Wiosenna temperatura zapanowała na chorwackim wybrzeżu. W piątek termometry w Splicie pokazały 17 stopni Celsjusza, a słoneczna aura zachęciła wiele osób do relaksu na plaży. Mieszkańcy obawiają się jednak, że za ciepłą zimą podąży nieznośnie upalne lato.
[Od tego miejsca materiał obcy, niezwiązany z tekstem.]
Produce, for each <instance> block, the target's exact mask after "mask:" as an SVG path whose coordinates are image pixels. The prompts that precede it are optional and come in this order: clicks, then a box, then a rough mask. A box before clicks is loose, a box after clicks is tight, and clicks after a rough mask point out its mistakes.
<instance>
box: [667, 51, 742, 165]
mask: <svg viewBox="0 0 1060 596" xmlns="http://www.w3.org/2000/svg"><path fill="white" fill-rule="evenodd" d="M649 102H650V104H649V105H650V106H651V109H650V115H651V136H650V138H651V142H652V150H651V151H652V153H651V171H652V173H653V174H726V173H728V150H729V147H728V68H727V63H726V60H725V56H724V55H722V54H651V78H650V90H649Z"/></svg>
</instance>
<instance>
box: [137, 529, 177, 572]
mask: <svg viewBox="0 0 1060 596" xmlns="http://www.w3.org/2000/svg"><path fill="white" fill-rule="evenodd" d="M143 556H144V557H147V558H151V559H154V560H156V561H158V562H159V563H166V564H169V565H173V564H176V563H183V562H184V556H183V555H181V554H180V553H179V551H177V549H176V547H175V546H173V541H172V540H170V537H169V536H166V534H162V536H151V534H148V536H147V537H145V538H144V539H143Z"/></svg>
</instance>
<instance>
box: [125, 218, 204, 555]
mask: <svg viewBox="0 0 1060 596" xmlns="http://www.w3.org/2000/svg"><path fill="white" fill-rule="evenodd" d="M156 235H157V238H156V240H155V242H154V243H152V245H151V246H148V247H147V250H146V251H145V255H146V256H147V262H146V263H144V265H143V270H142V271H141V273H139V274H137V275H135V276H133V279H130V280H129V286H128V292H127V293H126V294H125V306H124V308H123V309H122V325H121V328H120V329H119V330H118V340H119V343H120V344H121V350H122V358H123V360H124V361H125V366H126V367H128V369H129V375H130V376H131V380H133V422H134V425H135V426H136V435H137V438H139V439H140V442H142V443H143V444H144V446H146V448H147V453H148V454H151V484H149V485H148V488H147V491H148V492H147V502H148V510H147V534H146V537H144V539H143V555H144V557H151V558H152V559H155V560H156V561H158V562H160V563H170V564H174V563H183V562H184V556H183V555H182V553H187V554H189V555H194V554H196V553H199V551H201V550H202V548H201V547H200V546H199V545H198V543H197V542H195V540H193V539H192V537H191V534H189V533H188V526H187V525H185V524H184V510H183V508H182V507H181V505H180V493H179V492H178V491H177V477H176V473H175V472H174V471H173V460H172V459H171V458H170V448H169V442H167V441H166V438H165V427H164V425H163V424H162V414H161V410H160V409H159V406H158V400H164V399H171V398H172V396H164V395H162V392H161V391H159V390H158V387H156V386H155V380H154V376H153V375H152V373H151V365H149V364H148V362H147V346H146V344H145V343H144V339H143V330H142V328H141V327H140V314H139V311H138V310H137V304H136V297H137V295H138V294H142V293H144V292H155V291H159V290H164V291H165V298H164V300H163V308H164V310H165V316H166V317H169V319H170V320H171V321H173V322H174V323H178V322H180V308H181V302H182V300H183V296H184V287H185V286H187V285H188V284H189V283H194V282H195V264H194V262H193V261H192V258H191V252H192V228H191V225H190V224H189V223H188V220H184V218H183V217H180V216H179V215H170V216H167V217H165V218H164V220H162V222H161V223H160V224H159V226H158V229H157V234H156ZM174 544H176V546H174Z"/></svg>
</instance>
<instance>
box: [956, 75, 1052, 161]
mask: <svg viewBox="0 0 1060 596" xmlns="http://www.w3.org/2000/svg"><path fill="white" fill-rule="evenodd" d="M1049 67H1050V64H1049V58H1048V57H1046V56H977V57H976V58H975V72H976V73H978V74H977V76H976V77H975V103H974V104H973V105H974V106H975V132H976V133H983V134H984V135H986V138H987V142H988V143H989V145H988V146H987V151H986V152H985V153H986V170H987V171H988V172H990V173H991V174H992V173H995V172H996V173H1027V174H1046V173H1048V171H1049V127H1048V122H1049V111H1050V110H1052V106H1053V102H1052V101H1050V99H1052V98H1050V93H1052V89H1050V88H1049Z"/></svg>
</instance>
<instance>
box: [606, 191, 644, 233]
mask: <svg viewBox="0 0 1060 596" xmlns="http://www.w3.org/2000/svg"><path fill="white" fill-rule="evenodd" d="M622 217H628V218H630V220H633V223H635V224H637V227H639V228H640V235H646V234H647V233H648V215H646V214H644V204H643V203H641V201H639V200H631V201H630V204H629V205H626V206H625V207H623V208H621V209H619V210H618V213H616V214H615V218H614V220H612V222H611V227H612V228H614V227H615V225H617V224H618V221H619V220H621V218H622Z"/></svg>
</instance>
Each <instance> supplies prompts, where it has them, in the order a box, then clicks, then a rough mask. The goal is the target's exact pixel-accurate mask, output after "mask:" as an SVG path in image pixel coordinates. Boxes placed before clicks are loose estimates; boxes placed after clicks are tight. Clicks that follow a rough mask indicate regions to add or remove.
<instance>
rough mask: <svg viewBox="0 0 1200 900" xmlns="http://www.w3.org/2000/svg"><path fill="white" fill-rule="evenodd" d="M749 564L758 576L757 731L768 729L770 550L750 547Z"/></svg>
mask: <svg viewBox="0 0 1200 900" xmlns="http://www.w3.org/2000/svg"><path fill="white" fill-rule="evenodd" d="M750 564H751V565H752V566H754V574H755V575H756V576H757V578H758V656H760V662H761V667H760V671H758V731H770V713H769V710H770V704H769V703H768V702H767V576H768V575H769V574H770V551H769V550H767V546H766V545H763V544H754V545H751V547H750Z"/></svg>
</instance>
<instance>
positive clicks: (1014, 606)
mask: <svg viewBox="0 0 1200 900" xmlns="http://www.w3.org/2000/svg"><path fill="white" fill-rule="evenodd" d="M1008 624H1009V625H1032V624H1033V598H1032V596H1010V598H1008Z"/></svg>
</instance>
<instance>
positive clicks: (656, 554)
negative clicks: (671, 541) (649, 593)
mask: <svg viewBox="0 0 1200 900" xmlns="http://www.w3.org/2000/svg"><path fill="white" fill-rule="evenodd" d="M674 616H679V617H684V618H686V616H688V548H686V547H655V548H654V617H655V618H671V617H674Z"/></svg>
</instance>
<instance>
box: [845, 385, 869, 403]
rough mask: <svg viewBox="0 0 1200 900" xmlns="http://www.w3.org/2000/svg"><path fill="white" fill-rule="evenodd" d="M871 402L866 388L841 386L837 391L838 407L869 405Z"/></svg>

Ciepła aura zawitała nie tylko w nasze zakątki Europy. W piątek w Splicie na chorwackim wybrzeżu termometry pokazywały nawet 17 stopni Celsjusza. Jak wynika z danych z lat 1991-2018, średnia temperatura w mieście w lutym to 8,6 st. C.
Maj, nie luty
Pogodna aura udzieliła się mieszkańcom Splitu, którzy zdecydowali się na wypoczynek na plaży. Niektórzy pływali w morzu, zaś inni grali w piłkę lub relaksowali się na słońcu. Jak przekazał jeden z mieszkańców w rozmowie z agencją informacyjną Reuters, piątkowa temperatura przywodziła na myśl raczej maj niż luty.
- W ciągu ostatnich kilku dni temperatury są nieco wyższe niż zwykle - opowiadał inny mieszkaniec. - Obawiam się, że latem będzie zbyt gorąco, że będziemy mieli fale upałów. Chociaż ludzie dobrze się bawią (...) boję się, że nie będziemy już mieli zimy.
W ubiegłym roku Chorwację ogarnęła fala długotrwałych letnich upałów. Okazały się one nie tylko uciążliwe, ale również groźne dla zdrowia. Sucha, gorąca aura przyniosła również w południowej Europie zwiększone zagrożenie pożarowe.